Comment le résumer mieux que par l'une des définitions laissées par kano lui même sous forme d'une calligraphie figurant toujours au Kodokan actuel, et où on peut lire:"Jita- Kyoei", que l'on peut traduire par "amitié et prospéritémutuelle". Ce n'est pourtant pas là la préoccupation la plus évidente d'une méthode de combat! C'est bien en cela que le judo est une "voie" et non plus seulement une technique comme n'importe quel Jiu-jiitsu d'antan.
Le judo est un principe général de la vie, de faire et de savoir faire. Il incite non seulement à une certaine flexibilité corporelle, qui rend capable de se soustraire à une attaque, mais aussi à une souplesse mentale, qui permet de tirer le meilleur parti d'une opportunité. Dans la percpective d'un combat mais aussi, par delà cette préoccupation première, primitive, dans l'optique d'un affrontement avec n'importe quel problème qui peut se présenter dans la vie quotidienne. Tel est "le principe de la souplesse" (Ju-no-ri) mis en avant pas Kano.Cest le sens de toute son emprise, le message de l'héritage qu'il a laissé. Il n'a fait que reprendre, en posant en axiome central de sa méthode, une antique conception chhinoise de l'univers, qui ramène le monde et toutes choses en ce monde à un équilibre permanent entre un "principe possitif" (Yang ou Yin, ou Omote en japonais) et un "principe négatif"(Yin ou Yo ou Ura en japonais), entre ce qui est dur "Go" et ce qui est souple "ju". Ce vieil enseignement du sage chinois Lao-Zi était connu du Kito-ryu-jiu-jitsu, où Jigoro Kano appris les rudiments de l'art (Ki = s'élever: référence au Yang, possitif; To = s'abaisser: référence au Yin, négatif).

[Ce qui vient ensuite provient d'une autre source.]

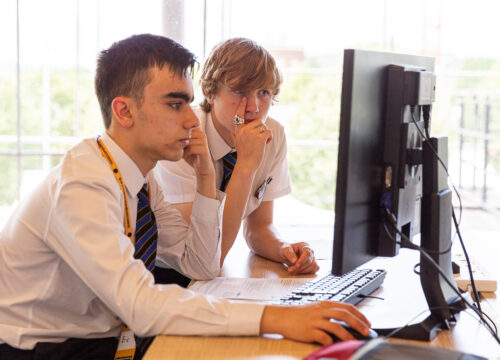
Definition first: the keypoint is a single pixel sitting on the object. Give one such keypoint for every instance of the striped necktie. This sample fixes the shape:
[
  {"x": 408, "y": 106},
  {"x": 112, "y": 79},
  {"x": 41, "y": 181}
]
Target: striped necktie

Prtiquer le judo dans les règle de l'art, c'est donc " céder pour mieux vaincre", utiliser sa faiblesse momentanée comme une force capable d'emporter l'adversaire sur sa propre action, agir en harmonie avec lui, le tirer quant il pousse, le pousser quant il tire... pour cela, il faut le concevoir dans sa tête, puis l'appliquer avec son corps. On trouve deux formules antérieures à Kano pour rappeler l'évidence pour qui sais voir:
- Ju-yoku-go-o-sei-suru: la souplesse maîtrise la dureté
- Karada-so-shite-seishin-ni-jujun-narashimeru-jitsu. l'art de rendre le corps obéissant à l'esprit
L'efficacité est à ce prix. Plus loin, ce que le judo aura permis d'expériementer, jusque dans les dernières fibres de son corps, pourra être transposé et appliqué dans la vie quotidienne. Le judo est une technique du corps débouchant sur une dimension spirituelle bien insoupçonnée au départ. Et, derrière son pragmatisne apparent, au premier degré, il permet à l'esprit de découvrir la paix et la force de non-violence. on comprend mieux le "Jita kyoei" tracé par Kano.
A bout de la voie du judo, l'acquisition d'un ensemble de qualités morales, intellectuelles et physique, qui font la force d'un homme d'une femme responsable: coourage, volonté, sens de l'effort,perséverence, correction, droiture,habilitéé, sens de l'opportunité, maitrise de soi,intelligence du corps... au total, en toutes choses, l'efficacité rapide, précise, et sans violence inutile. Le judo est l'école de la vie. L'esprit judo est la sagesse qu'il faut tirer de l'étude de soi et des autres. Une noble ambition pour le judoka authentique.